Cubase Plugins vs paid for VST's

How do people rate the included instruments & effects against paid for VST’s?

a) They’re ok but you need to spend money to get the good stuff

b) They’re actually pretty good

I’ll go with B on this one. Yes there are better paid VSTs out there but as far as I’m concerned, you’ve already paid for quite a lot of them by purchasing Cubase. I do have a few 3rd party plugs but if I was confined to Cubase, I would have no problem. They just have to be smartly used. Some plugs are only as good as their programmer.
Some instruments are pretty close to excellent. In my opinion, guitars and saxs are hard for any synth to emulate because they have so many nuances. For these you may have to upgrade to something that has more samples per note.
Drums, basses, keys, horns, strings and some sound fx pads are actually very good. FX plugs have carried me pretty far in my final mixes. If you need any final mix samples, let me know! (mind you, I’m only upgraded to Cubase Studio 5)

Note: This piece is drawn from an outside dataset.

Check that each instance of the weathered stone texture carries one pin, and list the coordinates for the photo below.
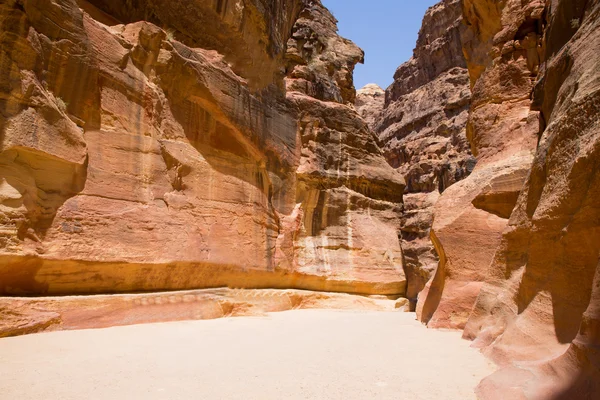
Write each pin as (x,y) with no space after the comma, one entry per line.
(421,127)
(148,148)
(502,129)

I guess it’s ‘effects’ I am more unsure of they seem ok but was wondering if you pay for expensive studio plugs if you can really tell the difference, reverbs etc

Instruments are more obvious I guess & there’s lots of interesting ones on the market so will just see how I get on

Out of all the effects, reverbs and compression seem to be the most controversial. It’s all a matter of personal taste. Many of the Cubase versions can be shaped pretty diversely. I’m using only one 3rd party reverb but just for certain applications. I use Roomworks for most of my vocal flavorings. I’m only on CB Studio 5 so I haven’t even experienced REVerence or feel the need to at this point. I can shape what I have to suit anything I do.
Compression is also a matter of taste. A lot of them function well for compression but have different sound signatures. Take your pick. You have to experience them yourself and make your own personal choice. Someone else can tell you something sounds great and you might like differently.

Most of the effects, when used subtly or well within their parameters (compression, expansion, gating, limiting, but also reverbs and delays etc.) work as well as most bought effects. But once you start to push an effect to the point at which it exerts it’s own “stamp” on the sound, this is where the different effects, each with their own particular characteristics (read algorithms) generally begin to distinguish themselves, and one becomes desireable over another. At this point it is very much a matter of personal taste, but keep in mind that some of the cheaper or freebee effects may not be so useful when they are pushed into their operating extremes. To know however, you have to try it and see.